At least ideally, the end result would be an electorate that is further to the left and Republican party that is not as crazy conservative. Overton window shifting and all that.

[–] [email protected] 5 points 10 months ago (1 children)

You misunderstand me. Once the Republican party is defunct, the Democratic party can fill in as the center-right neo-liberal party while a progressive party can emerge to the left. Two healthy parties.

[–] [email protected] 2 points 10 months ago* (last edited 10 months ago) (2 children)

I think your misreading the US electorate as being much further to the left than it actually is. What we have now is a fairly delicate dance between the two major parties, attempting to suck up various constituencies. It's resulted in an almost perfect equilibrium nationally. What you're suggesting leaves an enormous group of ex-Republican voters without a political home. In that scenario, the Democrats would move right to appeal to ex-Republicans for political advantage and the Progressive Party would move to the center to appeal to center-left voters. You would land more or less where we are now in the end.
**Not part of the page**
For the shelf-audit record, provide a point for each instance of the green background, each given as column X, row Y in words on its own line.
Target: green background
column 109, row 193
[–] [email protected] 1 points 10 months ago

Eh, the further left portion of the electorate has much lower turnout that the further right, largely due to apathy toward the centrism of Democrats. I think you're right that a Democrat/Progressive landscape would result in both moving right, but I think the Progressive would be firmly to the left of the modern Democrats, and the Democrat would be firmly to the left of the modern Republican.

[–] [email protected] 1 points 10 months ago

Actually what we currently have is unbridled capitalism specifically the military industrial complex, with two vaguely different coats of paint. Culture warrior shit is just used as a rhetorical differentiator, "nothing fundamentally changes" under either party. I don't really want to ote for the party the has roe v wade abolished under it's watch, and then just uses it as a fund raising talking point.

[–] [email protected] 0 points 10 months ago (1 children)

But why would any current candidate that benefits from first past the post prefer ranked choice voting and why is it that magically a candidate that supports ranked choice voting will inevitably be preferred choice?

It really sounds like you are using RCV as a Shangri-La, but really just enforcing the status-quo.

[–] [email protected] 1 points 10 months ago

This has happened already. Even though the landscape is dominated by the power hungry, there are in fact principled people who run to actually make a positive difference, from time to time. And yes, I would say that generally candidates who support ranked choice also agree with me on other issues.